Writer and journalist Hatherley is author of Militant Modernism, A Guide to the New Ruins of Great Britain, and most recently A New Kind of Bleak: Journeys through Urban Britain (Verso, £20). He blogs at nastybrutalistandshort.blogspot.com.

Owen Hatherley and the 1920s social housing at Plac Wilsona (photo: Fotopolska)

If I think where I’ve thought, occasionally aloud, ‘I love this city!’ (Glasgow, Sheffield, Liverpool, Newcastle-upon-Tyne, Halifax, Bradford, Brussels, Hamburg, Moscow and Naples come to mind) there are usually certain common things getting me excited. Dramatic topography, unashamed modernity, space and scope, a history of struggle that avoids the stultifying museumification that afflicts conventionally attractive cities, an anti-classical urban montage of things that shouldn’t really fit being thrown and meshed together. All these are part of what makes a city fascinating (to me). The city that seemed to fit the criteria best was Warsaw. But then I fell in love there, which isn’t on the list.

The Polish capital fits all of the above provisos, except for the topography – its site, at least, is unremittingly flat. Another aspect that almost guarantees that a city will be interesting and rewarding (for me) is the disdain of received opinion. Cab drivers still assume that any foreigner in Warsaw is only en route to Krakow. It is pejoratively regarded as grim, grey and monotonous. This is largely because after the suppression of the Warsaw Rising in 1944, the Wehrmacht torched and evacuated what was left, with the destruction estimated at 85 per cent. Warsaw appears as a city entirely of the second half of the twentieth century.

There are few cities that embraced all the different approaches of twentieth century architecture and planning so comprehensively and promiscuously as Warsaw, with each style/ideology succeeding and rejecting each other, while occupying the same space. When I first went to Warsaw, I was taken round Zoliborz, a suburb built after the end of Tsarist occupation in 1918. You emerge from Plac Wilsona Metro station – a bizarre 2005 retro-futurist confection – and find yourself in the WSM Kolonie, a 1920s social housing estate to rank with the work of Bruno Taut and Ernst May; its architects, Barbara and Stanislaw Brukalski, are not nearly so heralded. Turn out of these estates, built by a workers’ co-operative, and you might find yourself in an area of conservative, neoclassical houses for officers, built for those who administered the colonels’ dictatorship that ruled inter-war Poland; or in a post-war project, with neat CIAM-approved towers between tall trees; or in the mutant beaux-arts of socialist-realist estate.

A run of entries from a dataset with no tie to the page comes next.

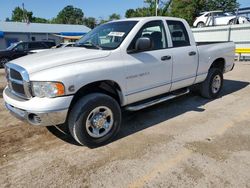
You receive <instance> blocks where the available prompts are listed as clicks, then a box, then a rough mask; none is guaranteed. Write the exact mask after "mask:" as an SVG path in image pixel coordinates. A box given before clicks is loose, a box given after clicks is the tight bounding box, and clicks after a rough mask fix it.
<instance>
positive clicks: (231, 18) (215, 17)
mask: <svg viewBox="0 0 250 188" xmlns="http://www.w3.org/2000/svg"><path fill="white" fill-rule="evenodd" d="M213 18H214V19H213ZM244 23H250V20H249V18H247V17H244V16H238V17H237V16H236V15H232V14H230V13H224V12H223V11H210V12H203V13H201V16H199V17H197V18H196V20H195V22H194V24H193V26H194V27H198V28H201V27H205V26H213V25H214V26H217V25H230V24H244Z"/></svg>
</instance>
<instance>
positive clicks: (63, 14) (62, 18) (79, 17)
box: [51, 5, 84, 25]
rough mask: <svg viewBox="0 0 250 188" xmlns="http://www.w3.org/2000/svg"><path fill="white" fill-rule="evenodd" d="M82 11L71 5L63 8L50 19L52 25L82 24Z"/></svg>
mask: <svg viewBox="0 0 250 188" xmlns="http://www.w3.org/2000/svg"><path fill="white" fill-rule="evenodd" d="M83 16H84V14H83V11H82V9H79V8H75V7H73V6H72V5H68V6H66V7H64V8H63V9H62V10H61V11H60V12H59V13H58V15H57V17H56V18H54V19H52V21H51V22H52V23H58V24H79V25H80V24H83Z"/></svg>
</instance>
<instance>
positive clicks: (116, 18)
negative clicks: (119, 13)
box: [109, 13, 121, 21]
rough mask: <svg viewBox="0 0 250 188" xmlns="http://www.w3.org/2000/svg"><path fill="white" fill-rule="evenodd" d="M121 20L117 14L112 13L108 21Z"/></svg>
mask: <svg viewBox="0 0 250 188" xmlns="http://www.w3.org/2000/svg"><path fill="white" fill-rule="evenodd" d="M119 19H121V16H120V15H119V14H116V13H113V14H111V15H110V16H109V20H110V21H111V20H119Z"/></svg>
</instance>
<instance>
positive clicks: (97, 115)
mask: <svg viewBox="0 0 250 188" xmlns="http://www.w3.org/2000/svg"><path fill="white" fill-rule="evenodd" d="M113 123H114V120H113V113H112V111H111V110H110V109H109V108H108V107H106V106H100V107H97V108H95V109H93V110H92V111H91V112H90V113H89V115H88V117H87V120H86V130H87V133H88V134H89V135H90V136H91V137H94V138H100V137H103V136H105V135H106V134H108V133H109V131H110V130H111V128H112V126H113Z"/></svg>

Zoliborz is hardly all that remains of the pre-war city. The Old Town was famously reconstructed under Stalinism according to the paintings of Canaletto; and in Praga, on the right bank of the Vistula, a nineteenth century city still exists. Each of these says more about the twentieth century than any ‘authentic’ past; the Old Town is a dreamlike simulacra, a surrealist animation given life, its mocked-up facades covering straightforward workers’ housing. In the middle of it is a socialist-realist escalator by the designers of the Moscow metro, taking the pedestrian to a motorway. Praga, meanwhile, is both a living exhibit of why modernism was necessary, with its overcrowded, jerry-built tenements unleavened by their peeling beaux-arts stucco decoration, and a showcase of the differing responses to it. Praga II, built in the 1950s, veers between the modernist terraces by Szymon and Helena Szyrkus and the proto-postmodernist axial monoliths of Plac Lenskiego. Neither place is static, neither really feels a mere part of ‘heritage’.

Warsaw’s immense tower block periphery, its greyness now largely covered by layers of coloured insulation, is no less complex. Expressionist churches of the 1970s make clear the church’s hegemony under Polish ‘socialism’, shiny new towers are barged into the interstices between blocks, and manor houses and villages subsist just behind them. The city is linked – not as completely as it could be – by a typically spacious and reliable Communist-era metro system (finished in the mid-1990s) and a 1950s-70s overground network, whose concrete-shell stations by Arsenuisz Romanowicz and Piotr Szymaniak are finally being appreciated and restored. The central public buildings, whether Stalino-Manhattanist (Lev Rudnev’s Palace of Culture and Science) or surrealist-modernist (Stanislaw Fijalkowski’s National Library) are labyrinthine, practically cities in themselves.

Like many twentieth century cities, Warsaw is visibly a little ashamed of itself, and a conformist, homogenising instinct is sadly dominant in its new architecture and its relentlessly neo-liberal planning; its last really fine building is over a decade old, Marek Budzynski’s University Library, a Stirlingesque exercise in contrast and montage. Warsaw’s incredible legacy of social housing and social planning is still mostly anathema. When the last estate is privatised and the last Bar Mleczny is closed, then Europe will have lost something very special.